View and submit LLM evaluations
Merge machine learning models using a YAML configuration file
Pergel: A Unified Benchmark for Evaluating Turkish LLMs
Display benchmark results
Convert a Stable Diffusion XL checkpoint to Diffusers and open a PR
Compare code model performance on benchmarks
Find recent high-liked Hugging Face models
Display leaderboard for earthquake intent classification models
Visualize model performance on function calling tasks
Create and manage ML pipelines with ZenML Dashboard
Create and upload a Hugging Face model card
Display LLM benchmark leaderboard and info
Search for model performance across languages and benchmarks
Hallucinations Leaderboard is a platform designed for benchmarking and evaluating large language models (LLMs). It allows users to view and submit evaluations of LLMs based on their performance in generating accurate and coherent responses. The leaderboard focuses specifically on hallucinations, which are instances where models produce incorrect or nonsensical information. This tool helps researchers and developers identify models that excel in minimizing hallucinations while maintaining high-quality outputs.
What is the purpose of the Hallucinations Leaderboard?

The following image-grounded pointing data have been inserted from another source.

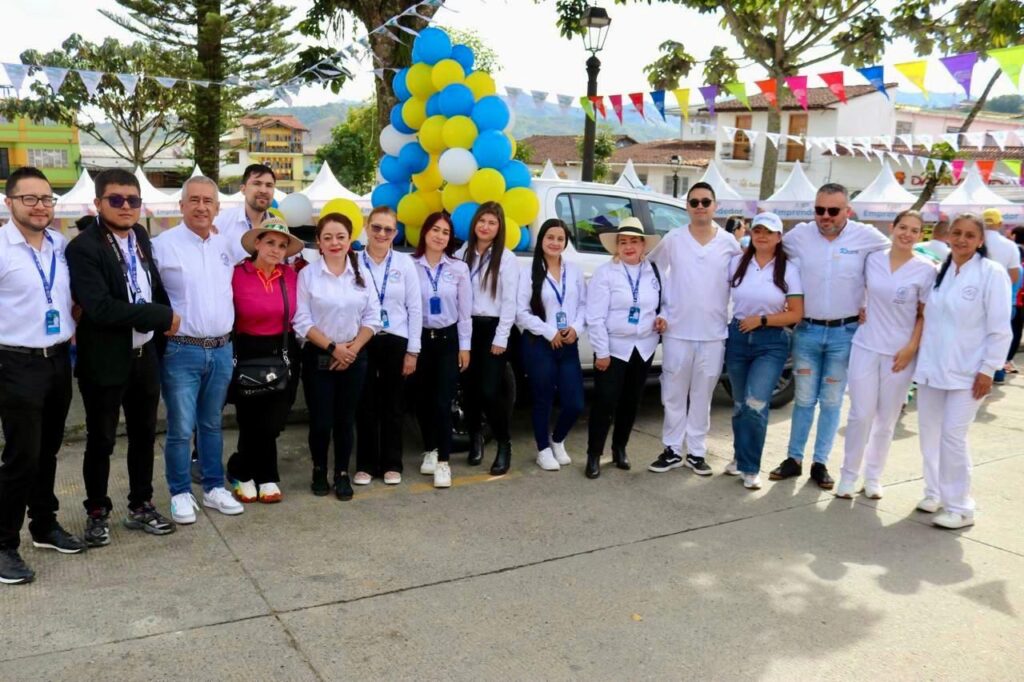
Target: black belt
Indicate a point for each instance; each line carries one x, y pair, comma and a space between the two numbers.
41, 352
832, 323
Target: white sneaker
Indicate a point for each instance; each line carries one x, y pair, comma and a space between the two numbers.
183, 508
558, 450
546, 460
429, 463
442, 475
222, 501
953, 520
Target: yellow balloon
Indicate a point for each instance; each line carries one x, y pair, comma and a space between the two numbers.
347, 208
454, 196
431, 137
486, 185
459, 131
479, 83
445, 73
419, 82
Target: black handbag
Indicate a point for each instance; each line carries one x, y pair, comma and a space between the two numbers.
266, 375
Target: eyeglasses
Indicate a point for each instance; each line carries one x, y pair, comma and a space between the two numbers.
31, 200
118, 201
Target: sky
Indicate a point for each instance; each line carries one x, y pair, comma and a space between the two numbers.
523, 34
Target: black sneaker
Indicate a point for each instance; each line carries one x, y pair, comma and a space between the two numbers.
59, 540
698, 465
147, 519
788, 469
97, 528
667, 461
13, 570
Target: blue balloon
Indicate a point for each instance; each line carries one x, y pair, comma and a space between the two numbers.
492, 150
462, 219
457, 99
516, 174
491, 114
414, 158
432, 45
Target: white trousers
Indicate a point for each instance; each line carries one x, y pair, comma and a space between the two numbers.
944, 418
877, 395
689, 374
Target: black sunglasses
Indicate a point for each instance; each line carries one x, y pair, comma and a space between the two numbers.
118, 201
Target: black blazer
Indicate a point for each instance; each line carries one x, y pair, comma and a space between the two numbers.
98, 286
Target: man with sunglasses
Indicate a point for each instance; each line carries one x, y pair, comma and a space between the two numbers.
36, 328
123, 306
830, 253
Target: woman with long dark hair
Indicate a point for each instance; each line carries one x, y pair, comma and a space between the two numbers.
551, 314
767, 298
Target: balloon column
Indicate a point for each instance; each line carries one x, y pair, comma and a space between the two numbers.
449, 144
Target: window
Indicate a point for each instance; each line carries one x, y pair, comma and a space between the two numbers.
589, 215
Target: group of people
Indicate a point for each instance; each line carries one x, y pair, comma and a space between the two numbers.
223, 307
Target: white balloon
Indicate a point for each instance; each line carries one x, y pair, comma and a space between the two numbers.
392, 140
297, 209
458, 166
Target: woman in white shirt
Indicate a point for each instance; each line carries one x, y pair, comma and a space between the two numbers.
767, 299
391, 355
338, 314
446, 304
551, 314
495, 276
884, 354
966, 337
623, 304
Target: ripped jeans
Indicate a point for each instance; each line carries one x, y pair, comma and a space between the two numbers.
820, 359
755, 363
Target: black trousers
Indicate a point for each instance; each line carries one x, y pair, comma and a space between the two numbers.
35, 395
616, 393
138, 397
378, 442
482, 384
332, 397
261, 418
437, 377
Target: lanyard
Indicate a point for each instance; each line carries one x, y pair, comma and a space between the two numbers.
381, 291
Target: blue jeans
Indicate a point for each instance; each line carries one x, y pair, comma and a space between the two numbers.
755, 363
820, 358
551, 371
195, 387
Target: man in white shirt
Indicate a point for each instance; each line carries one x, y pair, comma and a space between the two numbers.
196, 266
830, 253
36, 328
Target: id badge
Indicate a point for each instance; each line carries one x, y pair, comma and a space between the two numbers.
52, 322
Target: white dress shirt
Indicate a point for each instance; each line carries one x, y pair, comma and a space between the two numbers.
335, 303
967, 326
456, 293
400, 287
892, 301
197, 274
609, 298
696, 288
573, 302
23, 297
833, 272
503, 303
757, 294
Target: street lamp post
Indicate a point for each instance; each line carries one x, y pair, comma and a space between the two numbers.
595, 23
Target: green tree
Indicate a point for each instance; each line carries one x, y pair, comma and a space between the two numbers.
352, 150
245, 41
144, 123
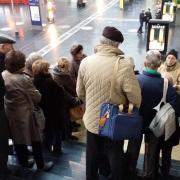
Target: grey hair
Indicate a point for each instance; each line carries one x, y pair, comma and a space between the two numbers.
34, 56
107, 41
153, 59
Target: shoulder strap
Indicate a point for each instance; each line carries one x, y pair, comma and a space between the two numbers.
115, 69
163, 100
165, 88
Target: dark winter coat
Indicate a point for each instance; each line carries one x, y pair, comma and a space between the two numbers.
2, 62
52, 101
75, 68
20, 98
64, 79
152, 91
55, 101
4, 134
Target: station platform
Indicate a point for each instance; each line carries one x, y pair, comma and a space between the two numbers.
84, 26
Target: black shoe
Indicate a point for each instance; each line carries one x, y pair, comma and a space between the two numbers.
74, 138
47, 166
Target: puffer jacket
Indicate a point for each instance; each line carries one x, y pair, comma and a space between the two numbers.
173, 72
94, 81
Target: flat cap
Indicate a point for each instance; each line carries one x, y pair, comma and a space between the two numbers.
5, 39
113, 34
173, 52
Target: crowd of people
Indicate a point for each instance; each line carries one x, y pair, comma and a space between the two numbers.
29, 83
28, 86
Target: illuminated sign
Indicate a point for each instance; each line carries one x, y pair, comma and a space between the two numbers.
169, 11
157, 38
34, 7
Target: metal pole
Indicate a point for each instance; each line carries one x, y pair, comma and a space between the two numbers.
12, 6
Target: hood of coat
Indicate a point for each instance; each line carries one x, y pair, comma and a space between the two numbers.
172, 68
58, 72
108, 50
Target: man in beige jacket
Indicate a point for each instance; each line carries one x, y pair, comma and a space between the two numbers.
93, 87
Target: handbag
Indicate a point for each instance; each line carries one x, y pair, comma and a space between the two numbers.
117, 122
77, 113
164, 122
39, 117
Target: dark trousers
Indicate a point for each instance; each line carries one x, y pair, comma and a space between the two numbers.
166, 159
3, 143
52, 138
22, 154
133, 151
153, 146
141, 26
103, 156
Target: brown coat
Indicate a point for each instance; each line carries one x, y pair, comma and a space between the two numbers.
94, 81
19, 98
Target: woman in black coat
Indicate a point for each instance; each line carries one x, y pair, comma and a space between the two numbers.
53, 103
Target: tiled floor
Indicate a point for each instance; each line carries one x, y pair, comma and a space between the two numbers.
56, 39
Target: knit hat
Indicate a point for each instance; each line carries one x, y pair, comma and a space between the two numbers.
113, 34
6, 39
173, 52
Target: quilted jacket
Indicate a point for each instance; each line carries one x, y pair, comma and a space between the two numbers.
94, 81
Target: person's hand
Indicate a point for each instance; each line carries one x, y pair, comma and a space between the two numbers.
176, 87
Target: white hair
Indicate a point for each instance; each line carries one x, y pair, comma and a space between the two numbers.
34, 56
110, 42
153, 59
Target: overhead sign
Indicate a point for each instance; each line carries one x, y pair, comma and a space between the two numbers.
35, 13
157, 38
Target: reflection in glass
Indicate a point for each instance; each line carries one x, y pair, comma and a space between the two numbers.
157, 37
168, 11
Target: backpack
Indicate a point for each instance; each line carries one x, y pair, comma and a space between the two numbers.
164, 122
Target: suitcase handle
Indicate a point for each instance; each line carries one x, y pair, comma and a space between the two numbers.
130, 108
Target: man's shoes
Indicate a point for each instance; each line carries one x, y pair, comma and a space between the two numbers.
47, 166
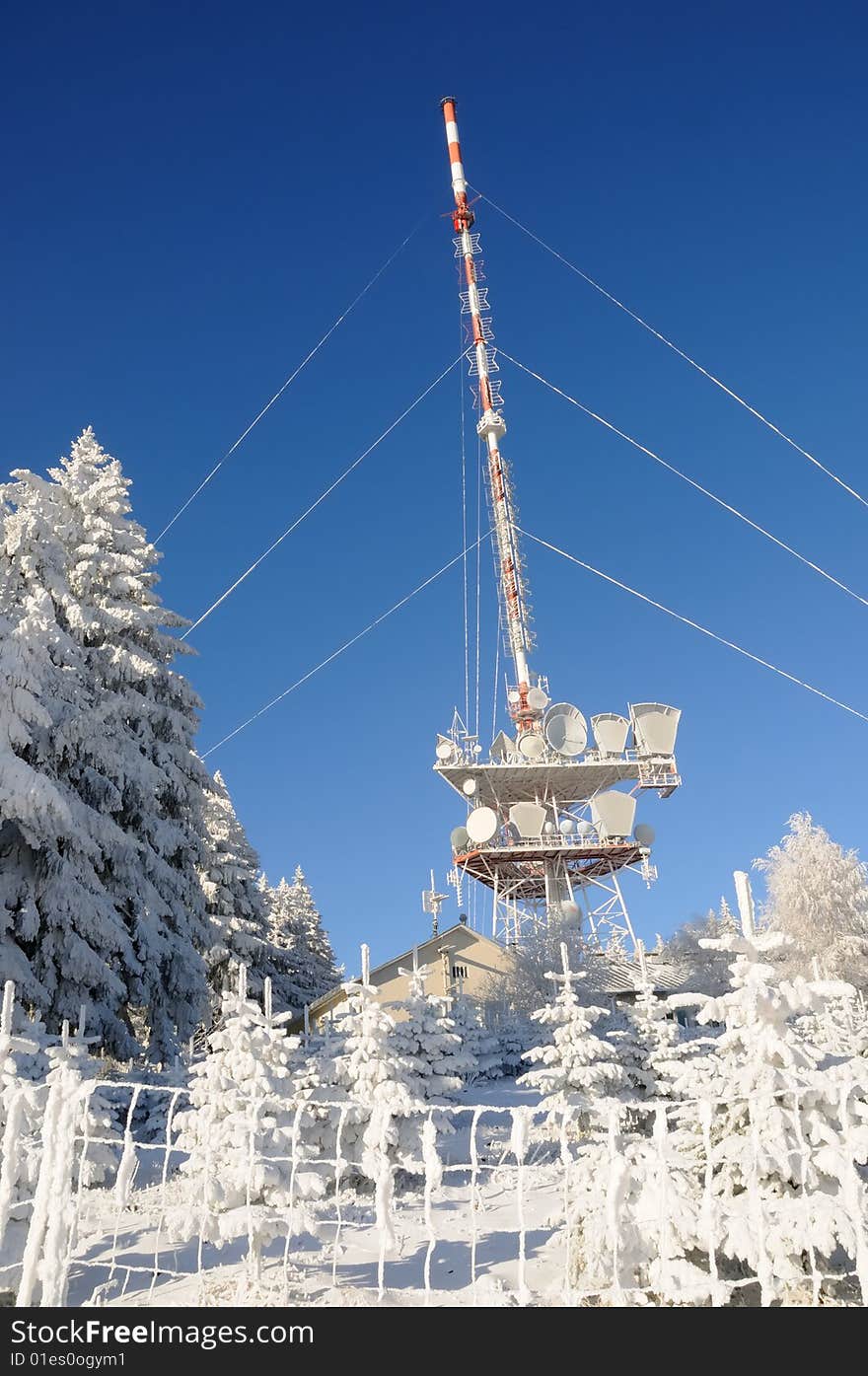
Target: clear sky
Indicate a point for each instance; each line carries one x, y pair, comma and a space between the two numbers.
195, 191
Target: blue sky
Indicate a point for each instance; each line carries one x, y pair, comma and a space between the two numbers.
197, 191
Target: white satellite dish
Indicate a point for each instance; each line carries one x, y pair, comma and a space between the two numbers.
565, 730
655, 727
529, 818
610, 732
481, 825
532, 745
502, 746
614, 814
445, 749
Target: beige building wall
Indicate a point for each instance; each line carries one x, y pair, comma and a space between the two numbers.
457, 957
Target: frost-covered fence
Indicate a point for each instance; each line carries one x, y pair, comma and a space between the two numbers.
647, 1202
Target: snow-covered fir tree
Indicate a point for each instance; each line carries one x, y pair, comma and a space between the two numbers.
238, 1127
645, 1042
515, 1035
787, 1134
101, 885
575, 1068
236, 902
24, 1066
818, 895
481, 1048
377, 1090
703, 971
303, 951
427, 1039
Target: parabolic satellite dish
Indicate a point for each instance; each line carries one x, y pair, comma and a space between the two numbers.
501, 746
532, 745
610, 732
529, 819
655, 727
481, 825
614, 814
565, 730
445, 749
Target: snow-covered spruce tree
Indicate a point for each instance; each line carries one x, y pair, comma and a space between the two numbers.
24, 1066
110, 909
704, 971
427, 1039
296, 930
61, 936
515, 1035
575, 1069
238, 1125
236, 902
523, 984
786, 1135
647, 1044
380, 1105
481, 1048
818, 895
321, 972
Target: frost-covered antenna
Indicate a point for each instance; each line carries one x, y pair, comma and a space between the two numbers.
746, 905
549, 823
9, 1005
432, 902
642, 964
515, 609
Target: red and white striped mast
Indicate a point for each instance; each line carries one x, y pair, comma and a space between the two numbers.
491, 428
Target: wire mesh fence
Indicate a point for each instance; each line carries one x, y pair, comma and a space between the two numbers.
738, 1201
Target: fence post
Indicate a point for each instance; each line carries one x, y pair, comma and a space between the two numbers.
746, 905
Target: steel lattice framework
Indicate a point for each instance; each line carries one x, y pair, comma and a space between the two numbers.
544, 828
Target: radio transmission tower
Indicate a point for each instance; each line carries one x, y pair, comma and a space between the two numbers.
550, 825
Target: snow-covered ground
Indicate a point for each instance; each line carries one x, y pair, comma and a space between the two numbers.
490, 1233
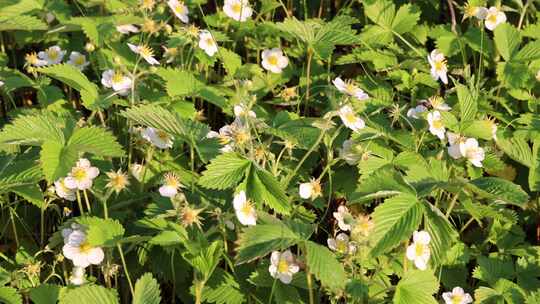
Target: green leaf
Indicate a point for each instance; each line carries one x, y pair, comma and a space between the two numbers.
56, 160
261, 239
442, 232
90, 294
74, 78
263, 188
324, 265
499, 189
146, 290
45, 294
468, 104
9, 295
507, 40
95, 140
395, 221
102, 232
224, 171
416, 287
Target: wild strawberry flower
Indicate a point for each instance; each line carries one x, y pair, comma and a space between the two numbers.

The purpose of the Hallucinations Leaderboard is to provide a centralized platform for evaluating and comparing large language models based on their ability to minimize hallucinations while generating high-quality outputs.
Do I need technical expertise to use the Hallucinations Leaderboard?
No, the leaderboard is designed to be user-friendly. While technical expertise may be helpful for interpreting results, the platform is accessible to anyone interested in understanding LLM performance.
Can I submit my own evaluations to the leaderboard?
Yes, the Hallucinations Leaderboard offers a submission interface for users to contribute their own evaluations. Ensure your evaluations adhere to the platform's guidelines for consistency and accuracy.